I was an investigator for the British Horseracing Authority, the organization responsible for regulatory control of all Thoroughbred racing in the United Kingdom. Nothing I saw or heard to do with racing could be off the record.

‘I’ll deny I said it.’

‘Said what?’ I asked. ‘I’ve been in this bloody oven now for over ten minutes and I’m starting to look like a lobster. Either you tell me why I’m here or I’m gone.’
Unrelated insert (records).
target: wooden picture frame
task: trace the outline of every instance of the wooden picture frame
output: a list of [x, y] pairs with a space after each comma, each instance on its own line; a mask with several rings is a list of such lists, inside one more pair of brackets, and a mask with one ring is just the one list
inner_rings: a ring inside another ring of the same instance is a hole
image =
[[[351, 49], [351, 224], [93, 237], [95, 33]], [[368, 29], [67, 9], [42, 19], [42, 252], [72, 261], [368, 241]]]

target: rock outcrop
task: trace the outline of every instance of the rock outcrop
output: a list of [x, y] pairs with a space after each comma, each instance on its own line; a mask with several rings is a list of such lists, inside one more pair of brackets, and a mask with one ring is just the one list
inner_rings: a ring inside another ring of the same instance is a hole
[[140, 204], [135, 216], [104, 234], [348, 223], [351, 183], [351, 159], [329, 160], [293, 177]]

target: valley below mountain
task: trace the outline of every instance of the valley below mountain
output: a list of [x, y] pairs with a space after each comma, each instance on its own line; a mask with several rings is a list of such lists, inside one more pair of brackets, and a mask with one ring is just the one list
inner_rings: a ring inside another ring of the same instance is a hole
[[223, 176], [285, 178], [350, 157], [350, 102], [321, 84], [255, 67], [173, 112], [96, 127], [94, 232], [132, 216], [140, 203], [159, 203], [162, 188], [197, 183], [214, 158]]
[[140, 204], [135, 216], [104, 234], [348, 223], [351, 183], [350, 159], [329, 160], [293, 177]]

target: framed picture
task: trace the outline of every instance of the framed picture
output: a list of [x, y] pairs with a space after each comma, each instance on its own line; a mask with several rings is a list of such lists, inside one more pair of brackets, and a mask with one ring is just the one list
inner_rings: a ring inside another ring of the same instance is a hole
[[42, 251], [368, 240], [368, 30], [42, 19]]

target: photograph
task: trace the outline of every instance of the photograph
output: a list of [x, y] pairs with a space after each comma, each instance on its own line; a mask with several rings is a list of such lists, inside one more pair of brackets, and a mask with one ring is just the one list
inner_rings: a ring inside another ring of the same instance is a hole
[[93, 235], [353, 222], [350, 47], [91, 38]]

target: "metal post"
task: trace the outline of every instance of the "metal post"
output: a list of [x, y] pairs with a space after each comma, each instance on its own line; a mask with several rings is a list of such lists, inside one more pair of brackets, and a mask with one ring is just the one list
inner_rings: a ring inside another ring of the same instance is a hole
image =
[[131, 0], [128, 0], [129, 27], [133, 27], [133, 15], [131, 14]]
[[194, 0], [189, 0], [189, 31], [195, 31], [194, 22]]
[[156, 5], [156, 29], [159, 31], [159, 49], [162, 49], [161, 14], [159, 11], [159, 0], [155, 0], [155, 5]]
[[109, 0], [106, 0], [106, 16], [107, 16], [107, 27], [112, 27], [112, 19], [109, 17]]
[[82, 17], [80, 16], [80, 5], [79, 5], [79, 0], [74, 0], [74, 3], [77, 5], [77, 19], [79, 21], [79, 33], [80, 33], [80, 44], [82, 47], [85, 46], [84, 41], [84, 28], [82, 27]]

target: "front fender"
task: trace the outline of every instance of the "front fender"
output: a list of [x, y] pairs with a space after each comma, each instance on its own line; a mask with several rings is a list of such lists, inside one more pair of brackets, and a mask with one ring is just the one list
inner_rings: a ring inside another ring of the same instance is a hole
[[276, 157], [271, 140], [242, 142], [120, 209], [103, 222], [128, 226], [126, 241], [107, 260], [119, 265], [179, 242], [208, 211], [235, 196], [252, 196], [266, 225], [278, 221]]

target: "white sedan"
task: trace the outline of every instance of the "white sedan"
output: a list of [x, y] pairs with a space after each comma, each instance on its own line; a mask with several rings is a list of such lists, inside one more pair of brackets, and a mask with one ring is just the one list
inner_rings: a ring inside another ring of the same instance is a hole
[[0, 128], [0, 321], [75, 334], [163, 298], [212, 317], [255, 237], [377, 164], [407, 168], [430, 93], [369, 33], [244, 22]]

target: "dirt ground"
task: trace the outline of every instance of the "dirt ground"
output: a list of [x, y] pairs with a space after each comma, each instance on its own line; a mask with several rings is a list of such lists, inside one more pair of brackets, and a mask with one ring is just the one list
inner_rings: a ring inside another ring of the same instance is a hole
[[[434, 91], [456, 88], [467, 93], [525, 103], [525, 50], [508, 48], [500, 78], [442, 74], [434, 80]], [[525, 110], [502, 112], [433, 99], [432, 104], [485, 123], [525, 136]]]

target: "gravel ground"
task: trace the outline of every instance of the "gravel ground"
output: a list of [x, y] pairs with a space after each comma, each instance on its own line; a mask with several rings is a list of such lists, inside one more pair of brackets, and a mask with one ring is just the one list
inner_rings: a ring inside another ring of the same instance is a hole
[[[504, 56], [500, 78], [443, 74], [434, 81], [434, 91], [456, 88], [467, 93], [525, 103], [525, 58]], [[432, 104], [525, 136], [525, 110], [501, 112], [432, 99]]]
I wondered why he’d been so insistent that we should talk in his sauna. I had thought it was because he needed to shed a pound or two before racing at Newbury that afternoon, but maybe it was actually to make sure that I had no recording equipment hidden about my person. As a rule I used my iPhone to record meetings but that was in the pocket of my jacket and it was hanging up on a peg outside, along with the rest of my clothes.

Dave went on looking at me as if still undecided.
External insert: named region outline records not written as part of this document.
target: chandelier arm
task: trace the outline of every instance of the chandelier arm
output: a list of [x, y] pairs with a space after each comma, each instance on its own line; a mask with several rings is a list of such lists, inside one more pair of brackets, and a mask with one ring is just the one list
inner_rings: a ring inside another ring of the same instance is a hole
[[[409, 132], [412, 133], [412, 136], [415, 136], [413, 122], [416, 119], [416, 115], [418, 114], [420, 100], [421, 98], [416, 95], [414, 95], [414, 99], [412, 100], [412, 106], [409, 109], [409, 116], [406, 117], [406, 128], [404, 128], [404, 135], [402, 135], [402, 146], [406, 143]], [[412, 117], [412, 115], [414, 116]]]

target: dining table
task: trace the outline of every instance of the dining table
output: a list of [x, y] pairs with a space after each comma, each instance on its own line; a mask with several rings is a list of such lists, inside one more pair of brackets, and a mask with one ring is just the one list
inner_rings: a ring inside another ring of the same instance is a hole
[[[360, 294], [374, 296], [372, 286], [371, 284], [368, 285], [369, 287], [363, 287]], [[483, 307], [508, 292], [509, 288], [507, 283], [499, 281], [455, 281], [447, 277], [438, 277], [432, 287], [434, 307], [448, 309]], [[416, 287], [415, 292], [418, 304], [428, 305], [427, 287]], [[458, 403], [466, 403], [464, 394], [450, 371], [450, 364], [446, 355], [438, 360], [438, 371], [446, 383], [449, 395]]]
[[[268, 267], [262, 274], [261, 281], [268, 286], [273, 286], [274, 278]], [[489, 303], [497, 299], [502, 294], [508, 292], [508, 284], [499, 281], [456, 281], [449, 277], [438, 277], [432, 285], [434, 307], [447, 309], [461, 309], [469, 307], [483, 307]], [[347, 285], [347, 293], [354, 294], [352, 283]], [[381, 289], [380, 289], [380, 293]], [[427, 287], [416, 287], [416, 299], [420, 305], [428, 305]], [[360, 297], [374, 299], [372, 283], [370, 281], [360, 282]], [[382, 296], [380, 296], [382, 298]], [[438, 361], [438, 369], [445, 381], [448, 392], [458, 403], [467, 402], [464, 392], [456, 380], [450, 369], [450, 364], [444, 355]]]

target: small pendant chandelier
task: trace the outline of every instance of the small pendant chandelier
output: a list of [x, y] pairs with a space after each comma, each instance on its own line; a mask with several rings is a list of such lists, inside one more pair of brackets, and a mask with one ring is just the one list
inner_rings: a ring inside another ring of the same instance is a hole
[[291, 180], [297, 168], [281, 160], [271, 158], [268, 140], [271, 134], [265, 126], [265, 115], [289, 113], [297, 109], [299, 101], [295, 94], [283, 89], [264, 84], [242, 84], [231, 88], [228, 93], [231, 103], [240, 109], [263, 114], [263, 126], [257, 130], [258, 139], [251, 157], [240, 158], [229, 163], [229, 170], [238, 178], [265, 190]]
‘Right,’ I said. ‘I’m done.’ I stood up, wrapped the towel I had been sitting on round my waist and pushed open the sauna’s wooden door.

‘I lost a race this week.’

I put one foot through the doorway. ‘So? You can’t win them all.’

‘No,’ he said, shaking his head. ‘I lost it on purpose.’

I stopped and turned to him. I knew most of the Rules of Racing by heart. Rule (D)45.1 stated that a jockey was required, at all times, to have made a genuine attempt to obtain from his horse timely, real and substantial efforts to achieve the best possible placing.

To lose a race on purpose was to wilfully flout that rule, an offence that could carry a penalty of ten years’ disqualification from the sport.

‘Why?’ I asked.

He didn’t answer. He simply went back to studying the space between his feet.

‘Why?’ I asked him again.

‘Forget I ever said it.’

‘I can hardly do that,’ I said.

Winding back time wasn’t possible. Just as uninventing the atom bomb wasn’t ever going to happen.

I looked down at him but he went on scrutinizing the floor.

‘Can’t we get out of this bloody heat and talk about this over a glass of iced beer?’

‘I can’t drink anything,’ he replied sharply without moving his head. ‘Not even water. What the hell do you think I’m doing this for? I’ve got to lose two pounds to ride Integrated in the Hennessy.’

‘Won’t you be dehydrated?’

‘Usual state for me,’ he said, trying to produce a laugh. ‘I’ve been wasting every day since I was sixteen. I can’t remember what a square meal looks like. Nor a beer. In fact, I haven’t had a proper drink for years; alcohol contains far too many calories. Not that I miss it much, I don’t like the taste.’ He laughed again, but just the once. ‘Why do I do it? you ask. That’s a bloody good question.’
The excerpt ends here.